Read Landscape of Farewell Online
Authors: Alex Miller
In the evening he sat rereading the story. ‘Old age is not the time for clambering about among mountainous escarpments,’ I reminded him. But he was not to be put off and was proof against my cautioning. ‘The truck will get us most of the way,’ he said, not looking up from his reading. ‘It’s only a bit of a hike from the river. You’ll see.’
While I was washing the breakfast dishes the next morning he returned from feeding the hens and brought me a fine knobbed cane. ‘Here,’ he said, handing it to me as if it were the answer to my misgivings about our proposed journey to the Expedition Range. ‘It belonged to my mother. It was in the cottage.’ He stood and watched while I stepped across the kitchen with it. My gait fell with a surprising naturalness into a pivoting of the hips and a rolling of the shoulders that was not unlike the action of my uncle’s gait. ‘You look like you’ve never been without it,’ he said approvingly. ‘That’s just the way Ma used to walk.’ So natural to me was the action, indeed, and so effective the stick in taking the weight from my ankle, that I might have been using it for years. In a way I felt myself to be more
me
with it than I had felt without it. The polished globe of the knob fitted familiarly and firmly to my palm, like the reassuring grip of an old friend. I was delighted with it. It was as if I and the stick had been reunited. The rap of the ferule against the boards was a satisfying sound.

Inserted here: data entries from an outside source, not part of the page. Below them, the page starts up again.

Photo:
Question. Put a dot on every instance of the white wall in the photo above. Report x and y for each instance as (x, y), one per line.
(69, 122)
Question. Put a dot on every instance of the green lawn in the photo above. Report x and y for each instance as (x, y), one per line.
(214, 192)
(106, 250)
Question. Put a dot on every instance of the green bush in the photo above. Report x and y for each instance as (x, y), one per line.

I turned at the door and grinned at Dougald, flourishing the stick grandly. ‘You see, I am now an old man with a walking stick.’ I saw that he had indeed seen just such an image of me. It was a transformation. I felt it. And he saw it. The stick changed me. With it in my hand I ceased to resist old age. I offered Dougald a go but he declined to play the game, no doubt reluctant to appear to me as I appeared to him. I walked about the kitchen some more, and the sound of my uncle stumping about downstairs at night in the farmhouse on his wooden peg was vivid within me.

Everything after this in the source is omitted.